I wonder what you think about your home town (or village or city)?  On one level, we never really get away from it: if you have a passport, it’ll be recorded as your place of birth for your whole life.  And often our place of birth shapes us in ways we don’t always expect, and maybe find it hard to articulate.

This was brought home to me in 2012, at the time of the London Olympics.  I was born and brought up in London, subsequently worked there, and overall have lived about 27 years of my life in various parts of the city.   But I moved away in 2008 and four years later was happily living in Bristol.  Then came the Olympic Opening Ceremony: I remember watching with Alise in our lounge and feeling this overpowering sense of homesickness – ‘that’s my city, why am I not there to be a part of it?’  You can take the man out of London, but can you ever take London out of the man…?

Jesus faces a similar challenge today.  He’s just announced to his home town the in-breaking rule of God through his anointed rescuer, which is pretty big stuff: how will the congregation react?  Initially, the response is favourable: ‘all spoke well of him’ (v22); but then it turns into something more like patronising surprise: ‘Isn’t this Joseph’s son?’  In other words, can the Messiah really be a carpenter’s son?  From Nazareth??  The same Jesus we saw grow up, who got lost at the Temple, who has lived quietly here all these years, until just a few weeks ago?

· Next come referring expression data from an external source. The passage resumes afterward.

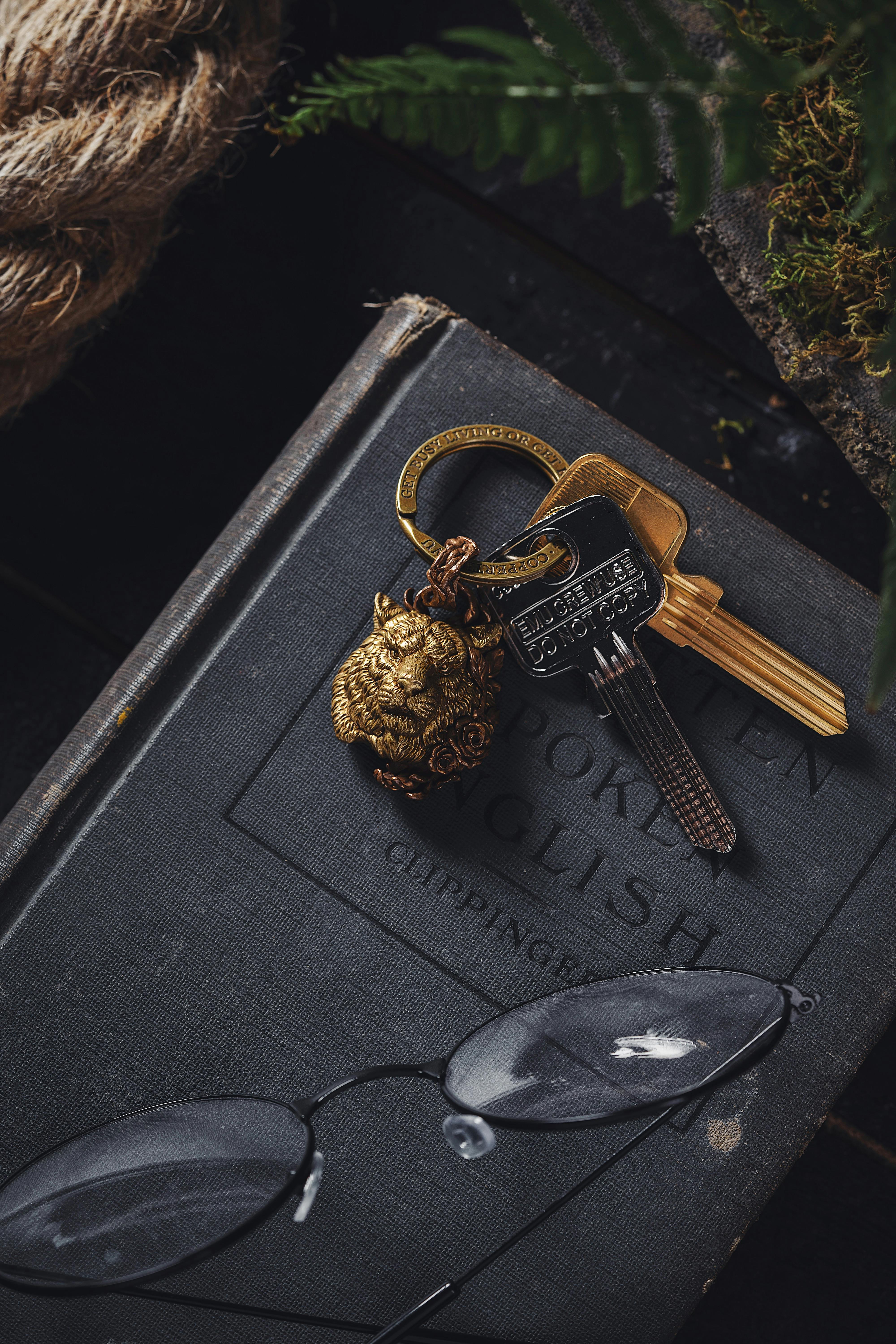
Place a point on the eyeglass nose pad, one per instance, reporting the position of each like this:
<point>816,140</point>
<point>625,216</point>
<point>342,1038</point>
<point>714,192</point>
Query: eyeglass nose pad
<point>310,1191</point>
<point>469,1136</point>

Familiarity breeds contempt, so they say.  And Jesus feels it.  Ironically, the fact that they’ve known him all his life should make it easy for them to see the qualities that will define his ministry as the Messiah – instead, the reverse is true: ‘Do here in your home town what we have heard that you did in Capernaum.’ Give us a real sign!

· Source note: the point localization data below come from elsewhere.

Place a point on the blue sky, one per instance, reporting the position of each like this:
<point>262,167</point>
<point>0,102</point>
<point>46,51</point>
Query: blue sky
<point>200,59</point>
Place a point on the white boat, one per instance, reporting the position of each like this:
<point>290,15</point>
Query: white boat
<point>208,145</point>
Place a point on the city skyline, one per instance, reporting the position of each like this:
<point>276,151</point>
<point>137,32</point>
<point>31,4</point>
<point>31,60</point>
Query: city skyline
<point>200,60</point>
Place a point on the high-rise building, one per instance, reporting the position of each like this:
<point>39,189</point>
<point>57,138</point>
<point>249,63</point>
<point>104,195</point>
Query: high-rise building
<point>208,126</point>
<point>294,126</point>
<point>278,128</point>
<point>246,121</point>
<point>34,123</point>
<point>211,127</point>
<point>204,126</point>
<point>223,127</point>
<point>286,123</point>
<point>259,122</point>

So Jesus challenges them by reminding them that God’s blessings are not automatically conferred on those who happen to live in the right area: whilst God has consistently blessed Israel, in previous times of national disobedience, God quite happily blessed others too, in Sidon and Syria.  Being the birthplace of the Messiah is no reason for a sense of entitlement.

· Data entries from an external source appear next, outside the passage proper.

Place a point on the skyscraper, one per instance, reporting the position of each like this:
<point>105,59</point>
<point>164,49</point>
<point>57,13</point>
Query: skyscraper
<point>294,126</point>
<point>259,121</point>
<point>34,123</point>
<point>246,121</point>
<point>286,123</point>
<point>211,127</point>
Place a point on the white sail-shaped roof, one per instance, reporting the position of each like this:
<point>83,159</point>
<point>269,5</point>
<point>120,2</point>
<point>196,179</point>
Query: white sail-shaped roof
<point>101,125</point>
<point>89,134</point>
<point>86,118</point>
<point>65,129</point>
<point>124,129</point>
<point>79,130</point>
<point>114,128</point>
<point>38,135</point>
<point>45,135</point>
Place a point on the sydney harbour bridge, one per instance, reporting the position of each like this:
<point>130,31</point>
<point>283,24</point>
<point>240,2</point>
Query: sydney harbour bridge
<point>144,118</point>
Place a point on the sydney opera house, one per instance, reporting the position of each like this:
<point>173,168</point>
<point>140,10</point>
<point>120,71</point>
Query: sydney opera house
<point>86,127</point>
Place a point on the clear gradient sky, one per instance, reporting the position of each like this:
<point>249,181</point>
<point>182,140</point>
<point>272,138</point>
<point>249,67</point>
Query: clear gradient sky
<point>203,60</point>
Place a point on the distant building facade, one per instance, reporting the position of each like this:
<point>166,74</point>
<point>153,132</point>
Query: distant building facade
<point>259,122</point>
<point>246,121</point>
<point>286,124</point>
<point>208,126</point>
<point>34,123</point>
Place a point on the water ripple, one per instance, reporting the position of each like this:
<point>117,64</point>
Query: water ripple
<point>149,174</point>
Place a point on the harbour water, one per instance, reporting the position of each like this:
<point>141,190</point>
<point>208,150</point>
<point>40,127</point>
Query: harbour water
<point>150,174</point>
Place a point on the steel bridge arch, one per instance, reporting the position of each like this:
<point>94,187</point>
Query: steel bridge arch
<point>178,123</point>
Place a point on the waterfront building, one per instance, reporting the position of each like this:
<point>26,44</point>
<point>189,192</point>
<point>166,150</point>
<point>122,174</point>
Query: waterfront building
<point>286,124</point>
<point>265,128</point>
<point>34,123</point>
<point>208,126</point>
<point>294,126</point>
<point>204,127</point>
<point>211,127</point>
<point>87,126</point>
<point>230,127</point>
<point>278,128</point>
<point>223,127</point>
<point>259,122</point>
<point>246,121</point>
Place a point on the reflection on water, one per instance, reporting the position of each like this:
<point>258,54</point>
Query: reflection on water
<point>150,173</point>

Sadly, the Nazarenes weren’t ready to listen, and whilst Jesus got away unharmed (v30), he only returned on one more occasion to his home town, where he received a similar reception (Mark 6:1-6) – and, from this point, settled in Capernaum just down the road.

As you look back at your ‘home town’, some of you may feel gratitude for what it gave you; others may feel relief that you got away!  Perhaps many of us feel a mixture of both.  Our past matters: but it does not entirely define our present, nor our future.  God anointed Jesus’ ministry elsewhere: might he do the same for you?